2024 was like most recent years where there were a few major broadband outages and a lot of smaller regional ones. Most carriers claim to be investing more money in increased redundancy to avoid major outages and one hopes that is cutting down on outages.
AT&T suffered a big outage in February when it lost cellular coverage in markets like Dallas Houston, Los Angeles, and Atlanta. The outage particularly affected first responders served by AT&T’s FirstNet network. The company said the outage was “caused by the application and execution of an incorrect process used as we were expanding our network, not a cyberattack” Basically, the company messed something up during a network update.
The biggest telco outages for the year came from hurricanes. In western North Carolina alone, 80% of cell sites went out of service by the day after the storm hit. Fiber networks were severed as entire roads washed away, and something like a million trees were damaged. I live in Asheville, and we experienced a total communications blackout with no cellular or landline broadband. It took about a week to get a partial cell signal back and over three weeks to get broadband. Some rural areas were out much longer.
Hurricane Milton caused broadband outages as well, more related to power outages than destroyed telecom network. A lot of places didn’t lose cell coverage, and most people were back in service within a few days.
The other big outages in 2024 were not network outages but service provider outages.

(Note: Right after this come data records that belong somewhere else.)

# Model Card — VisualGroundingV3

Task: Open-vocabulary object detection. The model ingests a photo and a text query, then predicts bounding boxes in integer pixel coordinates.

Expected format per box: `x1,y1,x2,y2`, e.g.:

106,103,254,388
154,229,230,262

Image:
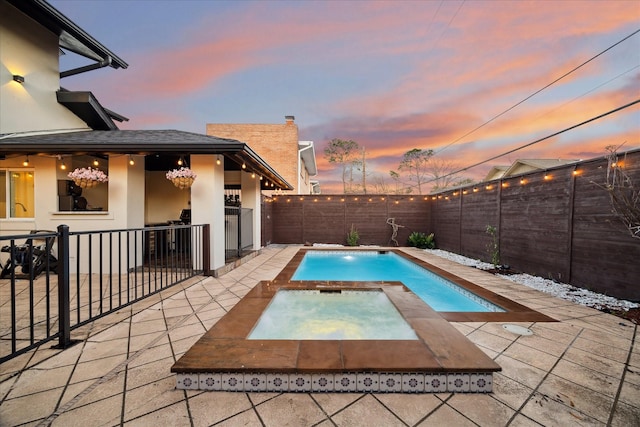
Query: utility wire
425,98,640,185
433,27,640,157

- Microsoft Teams had a seven hour outage on January 26. The cause of the outage was never disclosed but seems to have been internal to Microsoft.

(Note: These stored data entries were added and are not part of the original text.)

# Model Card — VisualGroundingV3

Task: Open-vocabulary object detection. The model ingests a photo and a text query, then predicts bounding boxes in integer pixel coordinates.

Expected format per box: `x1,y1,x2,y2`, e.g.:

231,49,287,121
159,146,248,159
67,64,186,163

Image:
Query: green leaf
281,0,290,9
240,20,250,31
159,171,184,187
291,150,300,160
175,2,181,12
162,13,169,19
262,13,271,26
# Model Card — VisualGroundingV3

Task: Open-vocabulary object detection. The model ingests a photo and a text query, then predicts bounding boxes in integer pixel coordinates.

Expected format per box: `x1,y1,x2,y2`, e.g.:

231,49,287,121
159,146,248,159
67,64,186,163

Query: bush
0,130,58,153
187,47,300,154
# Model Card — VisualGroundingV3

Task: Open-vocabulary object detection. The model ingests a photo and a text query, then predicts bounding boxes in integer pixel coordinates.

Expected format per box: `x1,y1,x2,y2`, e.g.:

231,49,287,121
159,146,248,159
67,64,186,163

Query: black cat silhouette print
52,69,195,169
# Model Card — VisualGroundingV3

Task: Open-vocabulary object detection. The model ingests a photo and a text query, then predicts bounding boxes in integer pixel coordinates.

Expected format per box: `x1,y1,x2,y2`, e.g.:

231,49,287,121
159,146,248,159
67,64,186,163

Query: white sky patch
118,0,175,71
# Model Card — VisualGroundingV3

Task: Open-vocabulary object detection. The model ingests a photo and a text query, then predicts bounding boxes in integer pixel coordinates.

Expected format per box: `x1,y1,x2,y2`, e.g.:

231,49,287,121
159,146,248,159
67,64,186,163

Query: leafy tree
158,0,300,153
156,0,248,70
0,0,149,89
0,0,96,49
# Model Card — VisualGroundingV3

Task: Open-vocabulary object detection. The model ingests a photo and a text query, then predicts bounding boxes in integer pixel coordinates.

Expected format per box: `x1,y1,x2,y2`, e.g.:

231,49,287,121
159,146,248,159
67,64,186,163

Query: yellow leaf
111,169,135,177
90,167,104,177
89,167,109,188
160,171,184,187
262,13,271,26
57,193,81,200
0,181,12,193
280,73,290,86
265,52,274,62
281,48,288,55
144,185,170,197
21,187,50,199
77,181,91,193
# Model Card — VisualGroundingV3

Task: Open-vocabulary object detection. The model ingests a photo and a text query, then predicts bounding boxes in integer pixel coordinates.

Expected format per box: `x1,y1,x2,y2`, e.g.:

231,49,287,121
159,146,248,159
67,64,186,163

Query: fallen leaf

- On March 5, Meta had an outage that blocked users from accessing Facebook, Instagram, Messenger, and Threads. The reason for the outage was a glitch in the login process.

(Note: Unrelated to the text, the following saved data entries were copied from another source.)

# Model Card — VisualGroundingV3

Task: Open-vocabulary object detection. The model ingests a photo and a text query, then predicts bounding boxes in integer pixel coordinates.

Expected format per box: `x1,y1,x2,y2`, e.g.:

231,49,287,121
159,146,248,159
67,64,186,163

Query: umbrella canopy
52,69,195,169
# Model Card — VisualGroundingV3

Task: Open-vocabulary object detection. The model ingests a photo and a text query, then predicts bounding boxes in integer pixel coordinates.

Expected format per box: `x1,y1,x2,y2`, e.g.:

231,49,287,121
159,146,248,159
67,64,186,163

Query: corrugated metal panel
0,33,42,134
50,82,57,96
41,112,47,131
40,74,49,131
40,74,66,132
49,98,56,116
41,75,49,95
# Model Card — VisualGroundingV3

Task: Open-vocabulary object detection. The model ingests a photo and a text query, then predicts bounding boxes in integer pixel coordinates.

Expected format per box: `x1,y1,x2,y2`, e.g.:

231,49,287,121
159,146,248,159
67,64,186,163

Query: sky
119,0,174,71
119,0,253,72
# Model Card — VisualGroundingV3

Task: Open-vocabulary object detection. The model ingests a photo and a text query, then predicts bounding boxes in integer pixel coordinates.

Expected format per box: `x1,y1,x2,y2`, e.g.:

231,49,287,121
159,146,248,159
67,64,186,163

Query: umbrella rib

- Google lost service for an hour on May 1. The problem was a failure in the verification process that couldn’t identify users.
- The biggest outage of the year happened on July 19 and affected 8.5 million Microsoft Windows devices. The outage was worldwide. Flights were canceled, customers couldn’t access banks, surgeries were canceled, and there were widespread 911 outages. The cause of the problem was a section of code at CrowdStrike, the cybersecurity firm that many large Windows customers were using to protect their devices. In retrospect, the outage was blamed on the lack of testing from CrowdStrike before implementing a software update.
- Microsoft had an outage on November 25 that caused intermittent inability for users to use Outlook or reach the web. Microsoft admitted the source of the problem was a configuration change – another software update problem.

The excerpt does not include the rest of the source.